La inteligencia artificial se ha convertido en una herramienta cotidiana: redacta correos, ayuda con tareas escolares y responde dudas en segundos. Pero lo que ocurre detrás de cada interacción con un modelo de lenguaje podría tener consecuencias ambientales inesperadas. Investigadores están empezando a descubrir cuánto contamina realmente cada palabra generada por una IA… y los resultados son inquietantes.
Lo que no se ve cuando una IA responde
Cada vez que escribimos una instrucción en un chatbot, esa orden se traduce en códigos numéricos llamados “tokens” que viajan a centros de datos masivos, donde enormes computadoras procesan cálculos a velocidades vertiginosas. Este sistema, alimentado muchas veces por fuentes de energía no renovables como el gas o el carbón, genera respuestas aparentemente inofensivas, pero con una huella ambiental considerable.
Según el Electric Power Research Institute, una simple consulta a una IA puede consumir hasta diez veces más energía que una búsqueda tradicional en Google. Y si se trata de preguntas complejas, el impacto crece exponencialmente.
Investigadores en Alemania evaluaron 14 modelos de lenguaje y comprobaron que las respuestas largas o elaboradas pueden generar hasta seis veces más emisiones de carbono que una respuesta breve. Pero lo más preocupante es que los sistemas más avanzados —los “más inteligentes”— pueden emitir hasta 50 veces más dióxido de carbono que sus versiones básicas para una misma tarea.
¿Por qué algunas IAs contaminan más que otras?
Los modelos de inteligencia artificial más potentes están construidos con decenas de miles de millones de parámetros, una especie de “conexiones neuronales” que permiten mayor razonamiento. Cuantos más parámetros, más precisa puede ser la respuesta, pero también mayor es el consumo energético.
El doctorando Maximilian Dauner, uno de los autores del estudio, explica que el costo de esa precisión es alto. Incluso el estilo educado del usuario —al incluir “por favor” o “gracias”— puede alargar la respuesta y, por ende, aumentar el consumo de energía.
Por eso, los expertos sugieren ser más directos al usar estos sistemas: limitar la longitud de las respuestas, pedir solo lo esencial y evitar interacciones innecesarias. “Una IA puede gastar mucha energía solo por intentar ser amable”, advierte Dauner.
Además, no todos los modelos son iguales. Algunos están diseñados para tareas específicas y consumen mucha menos energía. Elegir el modelo adecuado según la necesidad puede reducir significativamente el impacto ambiental.

Elegir mejor, preguntar menos
Sasha Luccioni, especialista climática de la empresa Hugging Face, advierte que el usuario promedio no siempre tiene el control sobre qué IA está usando. Muchas veces, los sistemas más pesados están integrados por defecto en aplicaciones, buscadores y redes sociales, sin que se nos informe sobre su consumo energético.

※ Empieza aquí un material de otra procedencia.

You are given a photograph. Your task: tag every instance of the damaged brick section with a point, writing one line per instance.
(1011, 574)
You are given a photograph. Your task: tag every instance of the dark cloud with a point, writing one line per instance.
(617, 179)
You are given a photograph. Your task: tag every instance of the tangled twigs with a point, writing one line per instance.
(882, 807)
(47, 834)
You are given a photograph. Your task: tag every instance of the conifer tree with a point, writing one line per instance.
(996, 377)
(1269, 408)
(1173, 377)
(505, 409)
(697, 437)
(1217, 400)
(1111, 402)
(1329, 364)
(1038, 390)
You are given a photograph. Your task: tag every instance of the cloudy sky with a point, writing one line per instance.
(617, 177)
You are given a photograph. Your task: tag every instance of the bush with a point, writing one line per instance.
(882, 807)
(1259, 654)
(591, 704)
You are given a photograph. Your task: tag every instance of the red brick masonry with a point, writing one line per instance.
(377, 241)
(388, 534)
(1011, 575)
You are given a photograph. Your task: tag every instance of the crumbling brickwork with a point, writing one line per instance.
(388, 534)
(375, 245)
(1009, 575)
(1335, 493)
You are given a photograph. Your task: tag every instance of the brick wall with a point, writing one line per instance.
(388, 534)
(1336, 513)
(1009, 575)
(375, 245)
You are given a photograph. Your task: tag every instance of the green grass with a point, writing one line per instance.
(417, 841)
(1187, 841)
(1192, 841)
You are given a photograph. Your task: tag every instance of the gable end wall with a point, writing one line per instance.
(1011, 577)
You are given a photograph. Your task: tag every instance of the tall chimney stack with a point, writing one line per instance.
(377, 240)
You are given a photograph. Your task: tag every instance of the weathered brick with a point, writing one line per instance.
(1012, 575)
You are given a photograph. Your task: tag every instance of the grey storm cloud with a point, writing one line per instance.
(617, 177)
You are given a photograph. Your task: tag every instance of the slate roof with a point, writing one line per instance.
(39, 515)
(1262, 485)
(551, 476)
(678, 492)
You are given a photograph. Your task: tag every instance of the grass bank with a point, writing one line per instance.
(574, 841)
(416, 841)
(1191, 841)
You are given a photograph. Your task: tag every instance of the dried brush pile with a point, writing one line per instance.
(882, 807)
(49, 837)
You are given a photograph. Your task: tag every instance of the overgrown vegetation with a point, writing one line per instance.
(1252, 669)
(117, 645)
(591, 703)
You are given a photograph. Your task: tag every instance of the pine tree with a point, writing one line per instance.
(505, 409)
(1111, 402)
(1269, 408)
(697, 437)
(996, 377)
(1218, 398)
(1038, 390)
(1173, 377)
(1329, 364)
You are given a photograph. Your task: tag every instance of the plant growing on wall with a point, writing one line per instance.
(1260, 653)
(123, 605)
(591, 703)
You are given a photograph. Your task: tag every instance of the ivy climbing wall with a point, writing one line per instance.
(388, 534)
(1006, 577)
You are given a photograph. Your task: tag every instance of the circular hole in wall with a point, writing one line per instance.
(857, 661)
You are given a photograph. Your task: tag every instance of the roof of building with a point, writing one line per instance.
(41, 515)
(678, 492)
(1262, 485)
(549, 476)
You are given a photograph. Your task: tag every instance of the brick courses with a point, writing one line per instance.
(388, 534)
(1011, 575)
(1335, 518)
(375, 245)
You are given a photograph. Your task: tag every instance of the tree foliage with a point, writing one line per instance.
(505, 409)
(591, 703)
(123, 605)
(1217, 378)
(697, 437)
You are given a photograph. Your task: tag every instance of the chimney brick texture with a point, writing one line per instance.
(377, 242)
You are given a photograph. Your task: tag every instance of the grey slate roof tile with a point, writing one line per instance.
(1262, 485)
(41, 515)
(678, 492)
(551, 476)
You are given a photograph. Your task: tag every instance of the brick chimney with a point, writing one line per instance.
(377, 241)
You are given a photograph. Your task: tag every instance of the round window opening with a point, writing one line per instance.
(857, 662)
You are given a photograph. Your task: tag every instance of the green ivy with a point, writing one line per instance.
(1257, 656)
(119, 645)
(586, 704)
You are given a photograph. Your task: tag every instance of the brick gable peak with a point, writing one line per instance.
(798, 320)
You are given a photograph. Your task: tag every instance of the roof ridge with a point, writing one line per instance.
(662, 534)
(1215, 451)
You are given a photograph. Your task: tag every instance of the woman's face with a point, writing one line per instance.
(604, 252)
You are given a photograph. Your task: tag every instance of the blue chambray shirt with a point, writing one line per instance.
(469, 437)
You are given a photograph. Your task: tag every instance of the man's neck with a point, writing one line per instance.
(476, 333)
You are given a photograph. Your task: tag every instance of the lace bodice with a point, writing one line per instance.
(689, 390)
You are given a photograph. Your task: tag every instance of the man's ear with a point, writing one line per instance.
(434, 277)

Para tareas simples, como una búsqueda escolar o un cálculo matemático, recurrir a recursos tradicionales —como una enciclopedia o una calculadora de bolsillo— podría ser mucho más sostenible. Y en contextos donde sí se necesita IA, usar modelos más ligeros y específicos es clave para reducir la huella de carbono.
Dauner propone que las empresas tecnológicas empiecen a mostrar el impacto estimado de cada respuesta generada. “Si la gente supiera cuántas emisiones genera convertir una pregunta banal en una historia épica, tal vez lo pensaría dos veces”, reflexiona.
Una urgencia silenciosa que aún no tiene reglas
Medir con precisión el impacto ambiental de cada modelo sigue siendo complicado. El consumo varía según el hardware, la infraestructura local, y muchas empresas no comparten datos clave sobre el uso energético de sus sistemas. Además, no existen normativas claras que exijan transparencia en este aspecto.
Shaolei Ren, experto en ingeniería y sostenibilidad, sostiene que la IA puede volverse más eficiente si se incentiva económicamente el ahorro energético. Sin embargo, por ahora, la responsabilidad recae principalmente en los usuarios y los desarrolladores conscientes.
Lo cierto es que la carrera por integrar IA en cada rincón de la tecnología no se detiene, y sus consecuencias ya son tangibles. Tal vez no podamos verlas, pero con cada respuesta que leemos, el planeta también responde.